Understanding the Common Causes and Diagnostic Challenges

We frequently see dogs with persistent coughing problems. Identifying the root cause can be quite a challenge, especially when initial treatments like time, anti-inflammatories, antibiotics, and cough suppressants fail to achieve results.

What causes coughing in dogs?

The most common cause behind canine coughing is Canine Infectious Rhinotracheitis, more commonly known as Kennel Cough. This condition can be largely prevented through annual vaccination. 

Coughs may originate from various points along the respiratory tract, including issues with the tonsils and throat, problems in the trachea (windpipe), or even complications within the lungs.

For older dogs, the process of pinpointing the underlying cause or causes of persistent coughing often necessitates multiple tests, numerous visits, and possibly various medical procedures. 

It is important to recognise that coughing can also serve as a symptom of other disease within the body.

Some dogs experience “heart-based” coughs, which can be attributed to poor heart function leading to fluid accumulation in the lungs. Additionally, an enlarged heart can exert pressure on cough reflex areas within the bronchi, resulting in chronic coughing.

Furthermore, throat irritation may arise from various sources, such as dental issues leading to tonsillitis or even the presence of parasites like the Oslerus osleri throat worm. Certain dogs may suffer from lung-related conditions that manifest as persistent coughs, including allergies, infections, obstructive diseases, fluid retention complications, or even cancer.

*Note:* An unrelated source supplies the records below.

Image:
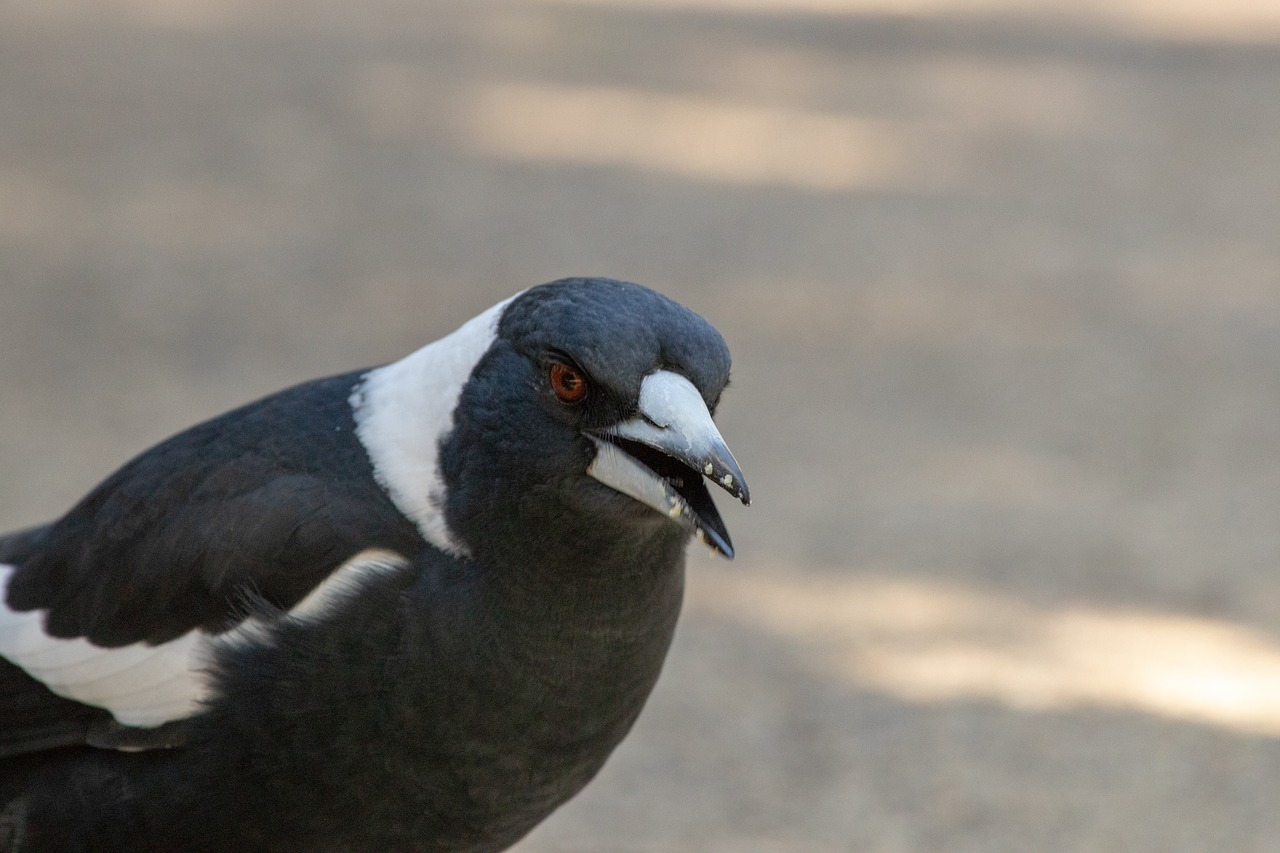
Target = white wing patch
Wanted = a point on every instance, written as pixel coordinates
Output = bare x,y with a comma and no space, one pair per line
149,685
141,685
405,409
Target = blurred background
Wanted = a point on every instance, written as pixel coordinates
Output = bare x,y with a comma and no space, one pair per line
1002,284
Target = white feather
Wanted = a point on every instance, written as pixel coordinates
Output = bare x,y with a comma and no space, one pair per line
405,409
149,685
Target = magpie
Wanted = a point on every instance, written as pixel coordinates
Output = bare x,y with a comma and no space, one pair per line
405,609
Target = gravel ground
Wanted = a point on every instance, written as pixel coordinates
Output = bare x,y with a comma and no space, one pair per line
1001,283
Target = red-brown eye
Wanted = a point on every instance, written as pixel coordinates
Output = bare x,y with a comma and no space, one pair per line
568,384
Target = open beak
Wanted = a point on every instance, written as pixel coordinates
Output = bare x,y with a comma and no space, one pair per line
662,456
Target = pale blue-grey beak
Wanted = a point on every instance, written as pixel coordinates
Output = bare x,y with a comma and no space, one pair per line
661,456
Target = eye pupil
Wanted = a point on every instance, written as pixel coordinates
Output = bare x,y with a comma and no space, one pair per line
567,383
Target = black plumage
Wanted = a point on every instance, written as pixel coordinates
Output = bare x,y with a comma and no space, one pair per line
388,637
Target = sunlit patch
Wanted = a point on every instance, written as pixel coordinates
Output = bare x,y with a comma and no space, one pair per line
931,642
691,136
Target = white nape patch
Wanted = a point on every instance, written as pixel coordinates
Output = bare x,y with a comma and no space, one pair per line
405,409
320,602
149,685
141,685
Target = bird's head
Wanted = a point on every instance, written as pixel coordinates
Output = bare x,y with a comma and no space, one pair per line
585,407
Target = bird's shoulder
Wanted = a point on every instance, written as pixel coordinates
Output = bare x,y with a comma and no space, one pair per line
266,500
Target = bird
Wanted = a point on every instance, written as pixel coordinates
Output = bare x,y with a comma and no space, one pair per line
412,607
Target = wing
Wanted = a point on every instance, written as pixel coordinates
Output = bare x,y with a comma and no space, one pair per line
110,603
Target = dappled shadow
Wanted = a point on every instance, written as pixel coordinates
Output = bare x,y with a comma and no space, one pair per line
1000,281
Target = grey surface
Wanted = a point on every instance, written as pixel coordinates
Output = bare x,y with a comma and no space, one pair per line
1001,282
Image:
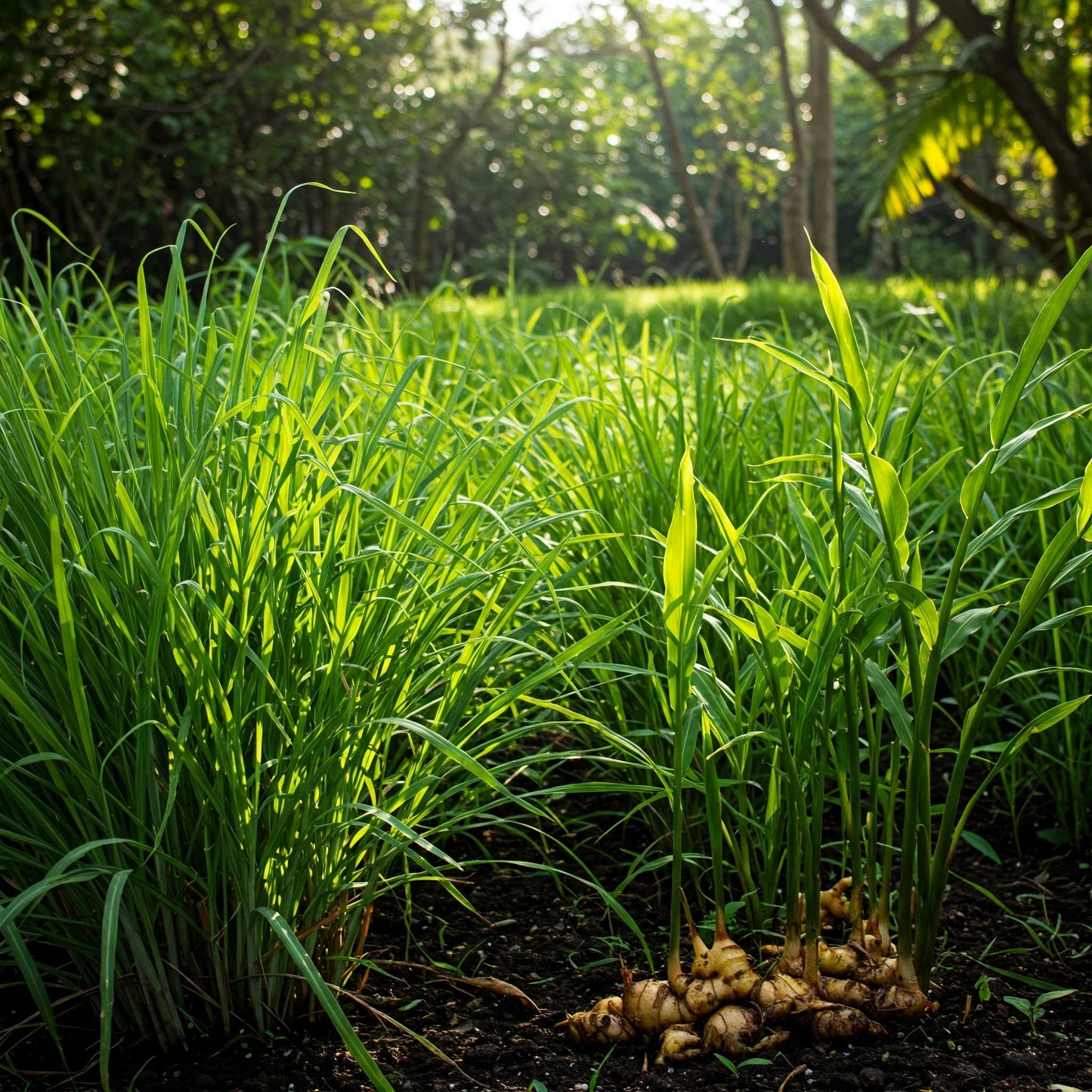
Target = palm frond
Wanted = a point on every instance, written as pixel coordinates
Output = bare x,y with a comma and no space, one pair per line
927,135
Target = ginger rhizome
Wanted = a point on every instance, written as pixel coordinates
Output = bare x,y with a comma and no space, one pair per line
843,991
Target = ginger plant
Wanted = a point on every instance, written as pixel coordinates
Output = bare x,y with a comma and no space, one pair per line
820,653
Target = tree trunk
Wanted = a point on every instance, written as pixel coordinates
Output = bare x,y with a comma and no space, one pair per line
794,203
821,128
674,134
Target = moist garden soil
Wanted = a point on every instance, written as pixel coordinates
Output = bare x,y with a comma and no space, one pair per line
555,942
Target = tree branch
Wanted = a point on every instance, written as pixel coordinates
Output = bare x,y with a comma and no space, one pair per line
971,194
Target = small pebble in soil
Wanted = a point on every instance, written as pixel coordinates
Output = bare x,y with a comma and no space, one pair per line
871,1078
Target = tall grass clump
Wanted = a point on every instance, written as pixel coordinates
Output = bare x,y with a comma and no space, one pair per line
272,593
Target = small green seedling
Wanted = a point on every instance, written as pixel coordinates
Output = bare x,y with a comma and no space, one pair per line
734,1067
1035,1009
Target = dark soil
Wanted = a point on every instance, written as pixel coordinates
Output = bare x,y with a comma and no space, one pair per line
557,944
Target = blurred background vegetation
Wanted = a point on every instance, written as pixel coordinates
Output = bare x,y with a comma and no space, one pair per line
623,144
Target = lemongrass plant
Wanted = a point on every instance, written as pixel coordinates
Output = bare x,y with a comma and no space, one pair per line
272,595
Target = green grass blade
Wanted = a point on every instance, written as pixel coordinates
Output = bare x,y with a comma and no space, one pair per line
326,999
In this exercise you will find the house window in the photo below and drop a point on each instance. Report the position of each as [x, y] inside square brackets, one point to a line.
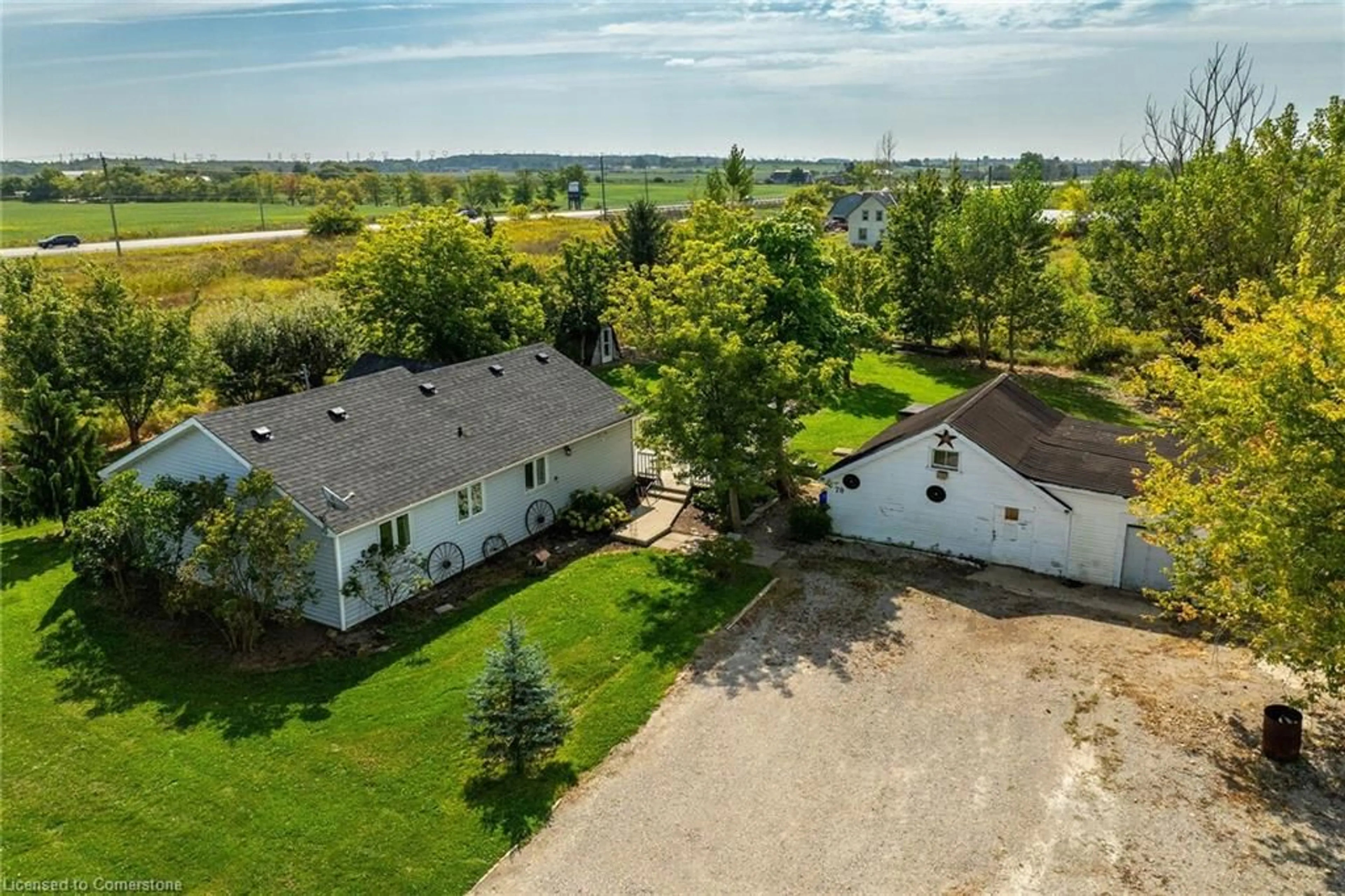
[534, 473]
[471, 501]
[395, 533]
[942, 459]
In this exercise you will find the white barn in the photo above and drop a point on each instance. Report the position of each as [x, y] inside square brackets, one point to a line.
[453, 461]
[999, 475]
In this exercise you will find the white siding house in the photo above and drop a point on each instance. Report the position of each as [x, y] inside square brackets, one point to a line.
[997, 475]
[867, 224]
[399, 447]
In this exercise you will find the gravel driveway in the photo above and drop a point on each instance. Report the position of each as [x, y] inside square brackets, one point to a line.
[890, 724]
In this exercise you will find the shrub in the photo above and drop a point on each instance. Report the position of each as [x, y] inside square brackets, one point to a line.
[337, 219]
[810, 521]
[723, 558]
[385, 576]
[252, 566]
[594, 512]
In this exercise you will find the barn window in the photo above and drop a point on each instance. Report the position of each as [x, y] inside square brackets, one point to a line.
[471, 501]
[395, 533]
[943, 459]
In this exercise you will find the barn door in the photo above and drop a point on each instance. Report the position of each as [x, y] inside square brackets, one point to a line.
[1144, 566]
[1011, 540]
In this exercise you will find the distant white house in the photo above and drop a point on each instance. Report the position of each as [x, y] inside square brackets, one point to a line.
[865, 216]
[999, 475]
[456, 462]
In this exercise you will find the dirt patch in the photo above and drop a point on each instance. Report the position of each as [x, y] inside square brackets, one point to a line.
[885, 723]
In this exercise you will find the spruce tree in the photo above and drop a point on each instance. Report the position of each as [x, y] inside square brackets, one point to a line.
[54, 458]
[518, 714]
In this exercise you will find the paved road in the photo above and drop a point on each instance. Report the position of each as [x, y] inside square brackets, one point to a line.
[204, 240]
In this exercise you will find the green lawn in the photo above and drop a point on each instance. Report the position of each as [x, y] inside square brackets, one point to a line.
[884, 384]
[25, 224]
[130, 757]
[887, 384]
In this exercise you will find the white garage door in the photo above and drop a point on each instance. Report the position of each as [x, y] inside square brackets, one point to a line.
[1144, 564]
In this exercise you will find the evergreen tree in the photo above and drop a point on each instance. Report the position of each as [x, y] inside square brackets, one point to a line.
[518, 715]
[54, 469]
[642, 235]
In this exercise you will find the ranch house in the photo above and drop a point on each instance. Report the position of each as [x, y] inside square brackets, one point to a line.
[456, 462]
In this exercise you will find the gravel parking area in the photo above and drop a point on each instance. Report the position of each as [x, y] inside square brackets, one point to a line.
[892, 724]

Which tests might be necessary to determine the cause of coughing?

Based on the clinical evaluation, different testing approaches may be recommended, including trialling treatments, blood tests, ultrasound, and radiographs (x-rays) usually administered under General Anaesthesia.

It is important to note that certain types of coughs, like those associated with a collapsing trachea, might not be curable, but can be effectively managed through appropriate medication.